Wait for XP to tell you that a restart is needed. Restart the computer.

After the restart do a Start, Run, SFC /Scannow

If the XP CD is needed, it will prompt you for it.

This utility does not give you any exciting messages, although it does make entries in the Event Log.

Last, right-click My Computer, Properties, Advanced, and at the bottom click on Evironment Variables. In the lower of the two boxes highligh PATH and click the Edit button.

*Part* of your PATH string must include: %SystemRoot%\system32;%SystemRoot%;%SystemRoot%\System32\Wbem;

If not you will lose access to the external commands of XP just as you did in your testing.

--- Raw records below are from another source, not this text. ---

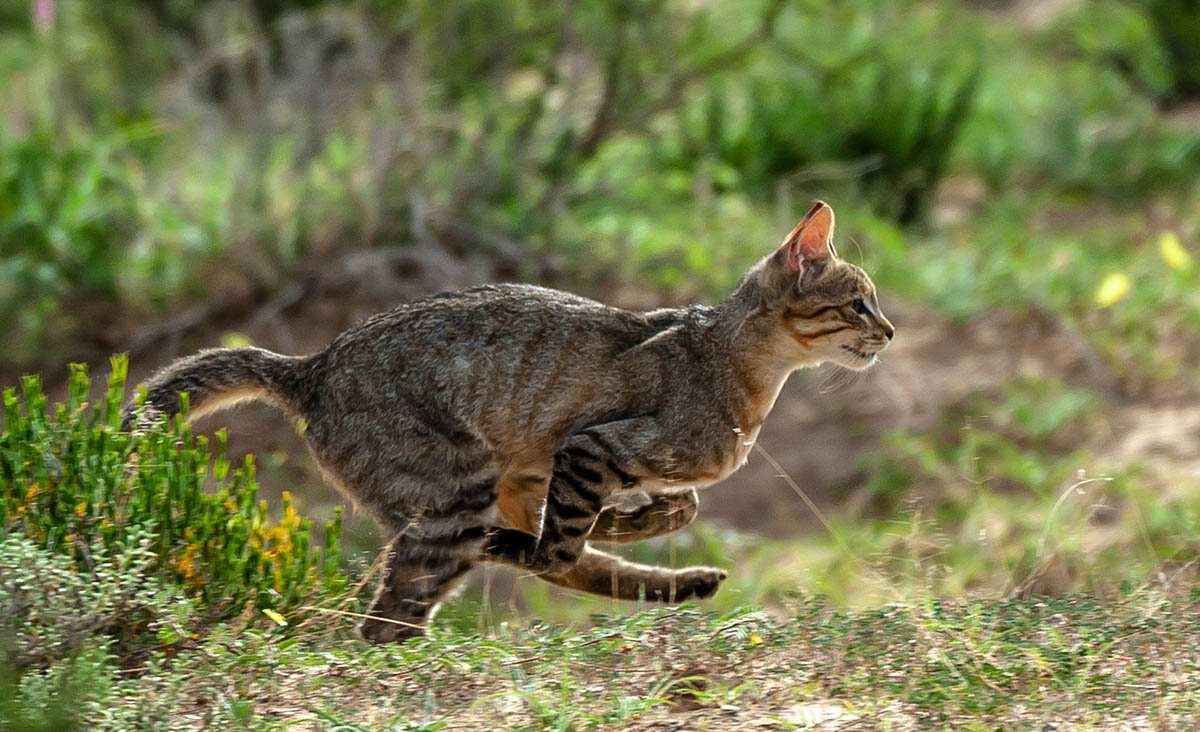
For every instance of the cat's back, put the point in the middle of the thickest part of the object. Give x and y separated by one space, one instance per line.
495 336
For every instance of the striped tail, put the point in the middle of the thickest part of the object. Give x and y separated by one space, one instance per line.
217 378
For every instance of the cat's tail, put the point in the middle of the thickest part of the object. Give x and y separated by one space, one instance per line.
220 377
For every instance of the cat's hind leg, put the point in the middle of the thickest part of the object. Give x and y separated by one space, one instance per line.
603 574
431 550
643 516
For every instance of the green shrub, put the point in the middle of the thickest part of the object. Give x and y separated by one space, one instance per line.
73 484
49 609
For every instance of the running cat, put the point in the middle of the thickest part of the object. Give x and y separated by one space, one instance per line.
515 424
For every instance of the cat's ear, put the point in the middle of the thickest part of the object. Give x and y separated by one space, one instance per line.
809 246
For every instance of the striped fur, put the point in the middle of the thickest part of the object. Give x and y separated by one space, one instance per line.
513 424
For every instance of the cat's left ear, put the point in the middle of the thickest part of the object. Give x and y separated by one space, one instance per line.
808 249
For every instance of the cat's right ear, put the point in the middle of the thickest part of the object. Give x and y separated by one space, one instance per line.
808 249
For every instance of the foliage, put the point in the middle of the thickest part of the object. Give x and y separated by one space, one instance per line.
78 487
1011 664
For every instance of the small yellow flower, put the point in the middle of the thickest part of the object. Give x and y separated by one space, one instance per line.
1113 289
1173 252
186 562
235 340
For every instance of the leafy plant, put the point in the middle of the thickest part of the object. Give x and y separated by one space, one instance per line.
72 483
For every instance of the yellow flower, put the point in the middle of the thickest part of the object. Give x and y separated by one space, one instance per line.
186 562
1173 252
235 340
1113 289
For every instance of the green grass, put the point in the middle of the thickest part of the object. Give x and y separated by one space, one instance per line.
960 665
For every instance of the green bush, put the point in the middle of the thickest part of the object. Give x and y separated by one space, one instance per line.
75 485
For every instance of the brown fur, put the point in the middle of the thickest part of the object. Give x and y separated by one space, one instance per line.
513 424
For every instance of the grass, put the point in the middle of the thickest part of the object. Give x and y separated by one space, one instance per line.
960 665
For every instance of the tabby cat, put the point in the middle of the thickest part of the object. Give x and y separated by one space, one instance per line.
515 424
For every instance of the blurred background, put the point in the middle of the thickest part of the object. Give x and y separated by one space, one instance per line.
1019 177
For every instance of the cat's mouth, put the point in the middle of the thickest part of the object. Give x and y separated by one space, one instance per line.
867 357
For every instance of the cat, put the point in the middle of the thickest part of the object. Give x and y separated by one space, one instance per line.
514 424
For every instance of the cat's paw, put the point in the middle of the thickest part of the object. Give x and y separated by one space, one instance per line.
642 516
697 582
553 558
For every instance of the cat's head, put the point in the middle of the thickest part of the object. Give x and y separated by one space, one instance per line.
822 309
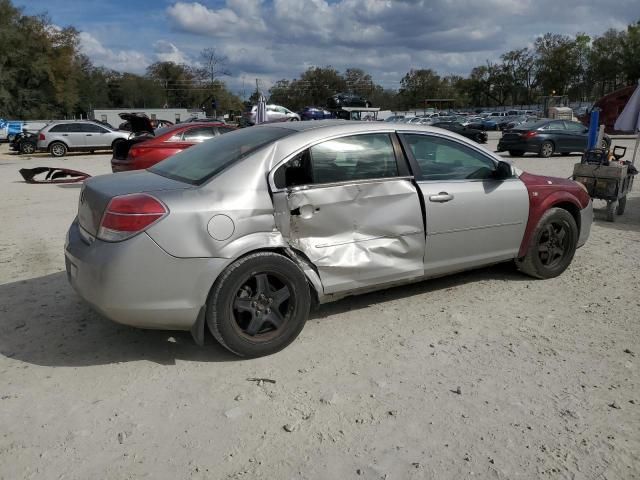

If this does not help, then do the Repair John was suggesting. A Microsoft Article will give you further details of HOWTO do it: http://support.microsoft.com/default.aspx?scid=kb;EN-US;315341

.


----------



## Bill_Castner

I have WOL, and 1 Event 45 trigger and 2 Event 47 triggers. Removing the cable keeps the light on with the power off unless I disable the adapter prior to the poweroff.

If guess if you only have WOL your circumstance is normal as well. What certainly does not indicate a bad adapter is the original posters scerenario way at the beginning. It simply in the absence of other information not a sign of a failed adapter.


----------